Генерал перекладывал из стопки в стопку служебные записки, рекомендации, анкеты, наградные документы личного дела Крячко, сортируя их по какому-то своему принципу. Рядом с ним на столе лежал пустой раскрытый старенький скоросшиватель. В руках Орлов держал шариковую ручку. Он что-то старательно помечал на полях пожелтевших от времени документов.
– По бабам меньше бы бегал, нечего и нюхать бы было, – полетел в Гурова встречный камень раздражительности. Генерал укоризненно взглянул на сыщика поверх очков в серебряной оправе и, слегка прищурившись, пригласил его в кабинет, указав кончиком шариковой ручки место поближе. – Садись и рассказывай, как там все было. И в темпе давай. Времени в обрез. – Орлов был возмущен, но умело сдерживал собственные эмоции. – Начальство за задницу дергает. Что там у вас с Крячко, орет, случилось? Он что, мол, совсем обалдел?
Генерал придирчивым взглядом проследил за Гуровым, оценил, что тот не прячется на задки, а садится прямо, на переднем рубеже, напротив своего руководителя, значит, психологически дает понять, что вышло явное недоразумение, и самая важная задача сейчас – выручать Станислава.
– Петя, ты не прав, – спокойно заявил Гуров. – Стас ни в чем не виноват. Так вышло. Кто-то подставил его. И очень ловко. Если ты можешь и работать, и слушать, я тебе много интересного наговорю. Занят? – немного напряженно спросил он, внимательно заглянув Петру Николаевичу в глаза и пытаясь понять, что он на самом деле про все это думает.

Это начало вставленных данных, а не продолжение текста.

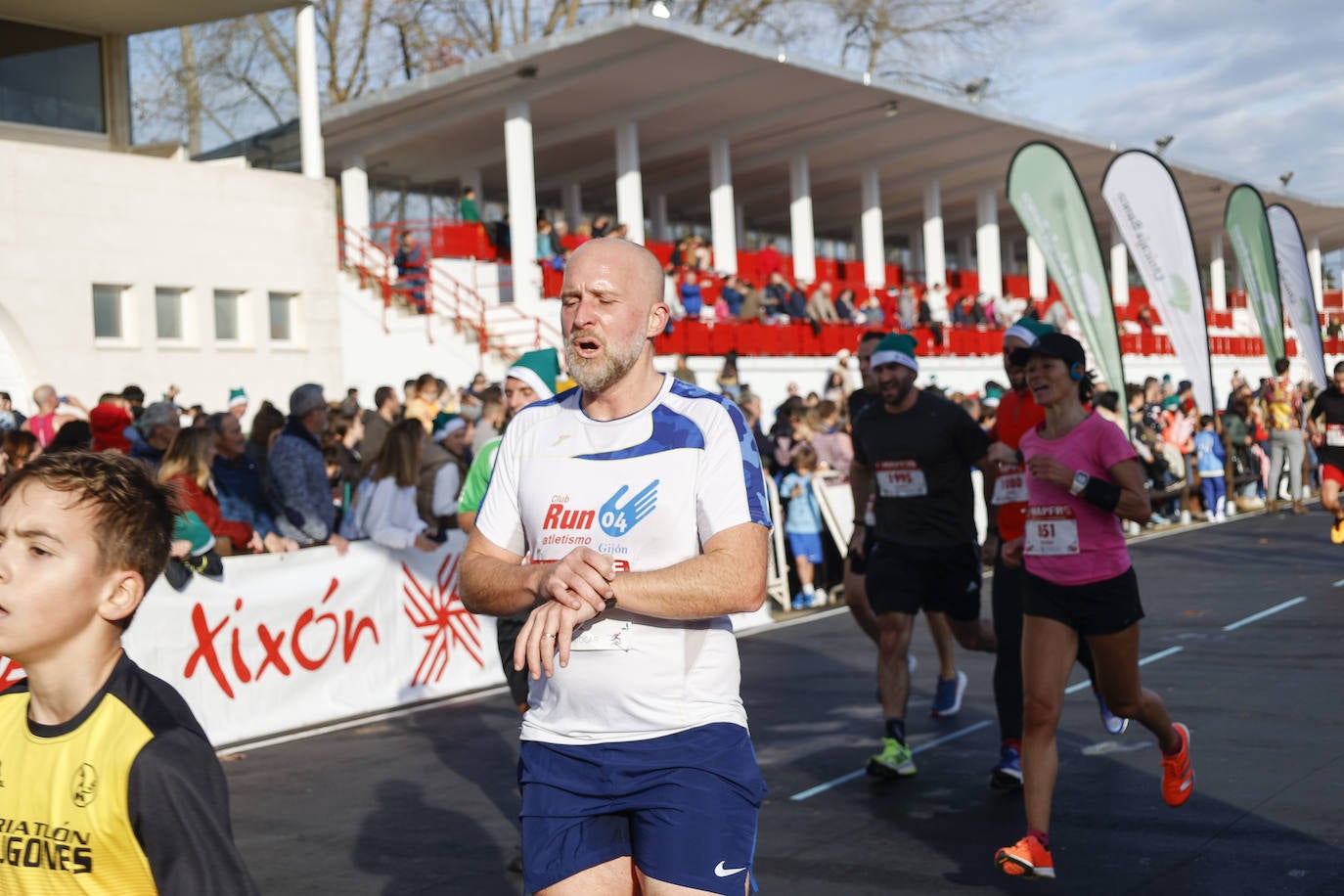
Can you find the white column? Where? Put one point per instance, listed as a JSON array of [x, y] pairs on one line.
[[935, 259], [800, 219], [1217, 274], [870, 222], [521, 204], [354, 195], [722, 208], [1037, 285], [629, 183], [661, 230], [1118, 269], [309, 115], [1314, 263], [988, 258], [571, 198], [965, 251]]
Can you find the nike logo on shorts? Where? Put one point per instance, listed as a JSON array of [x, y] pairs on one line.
[[719, 871]]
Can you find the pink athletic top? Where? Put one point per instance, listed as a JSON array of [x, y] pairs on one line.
[[1070, 540]]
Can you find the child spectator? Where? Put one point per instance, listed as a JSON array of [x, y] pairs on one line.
[[384, 506], [1211, 460], [187, 467], [802, 525], [82, 538]]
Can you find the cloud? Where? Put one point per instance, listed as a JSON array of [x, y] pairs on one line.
[[1249, 89]]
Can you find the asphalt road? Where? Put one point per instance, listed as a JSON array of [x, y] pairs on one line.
[[426, 803]]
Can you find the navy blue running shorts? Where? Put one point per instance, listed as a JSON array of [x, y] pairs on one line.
[[683, 806]]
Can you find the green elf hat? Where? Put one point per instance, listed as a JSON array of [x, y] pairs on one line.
[[446, 424], [1028, 330], [897, 348], [539, 370]]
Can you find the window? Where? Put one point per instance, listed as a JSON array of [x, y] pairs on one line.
[[281, 317], [168, 312], [51, 78], [107, 310], [226, 315]]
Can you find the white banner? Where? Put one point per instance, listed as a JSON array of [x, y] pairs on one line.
[[1146, 205], [287, 641], [1294, 287]]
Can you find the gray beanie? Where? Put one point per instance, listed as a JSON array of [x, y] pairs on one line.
[[157, 414], [304, 399]]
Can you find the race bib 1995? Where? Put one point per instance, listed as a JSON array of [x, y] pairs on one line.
[[901, 479]]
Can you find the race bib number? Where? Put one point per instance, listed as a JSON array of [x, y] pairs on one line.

Орлов снова переключил свое внимание на бумаги. Он аккуратно сложил их в стопку, подровнял, грохнув ее торцом по крышке стола, отложил всю эту пирамиду подальше от себя и настроился на неприятный, но неизбежный разговор.
– Совещание в двенадцать, – невесело сказал он и тут же пояснил: – К министру на ковер. Пороть будут за нашего героя. Они же верят всему, что несут эти рубоповцы, – Орлов нажал кнопку на селекторе внутренней связи. – Вера, я занят. Ко мне никого не пускать... Давай, расскажи мне хоть что-нибудь, чтобы я там не сидел, как истукан, когда на меня попрут.
– Значит, так. Изложу все, что знаю, – Гуров придвинул к себе пепельницу, поставил ее перед собой. Затем медленно достал из кармана пачку сигарет, положил рядом с пепельницей, все это время напряженно думая, как и с чего начать. – Сразу скажу: дело – дрянь. Но мы можем вытащить Стаса. Я больше чем уверен в этом.
Орлов очень осторожно отер платком лоб и шею, затем краешек рта. Платок он не убирал, а только спрятал в глубине кулака.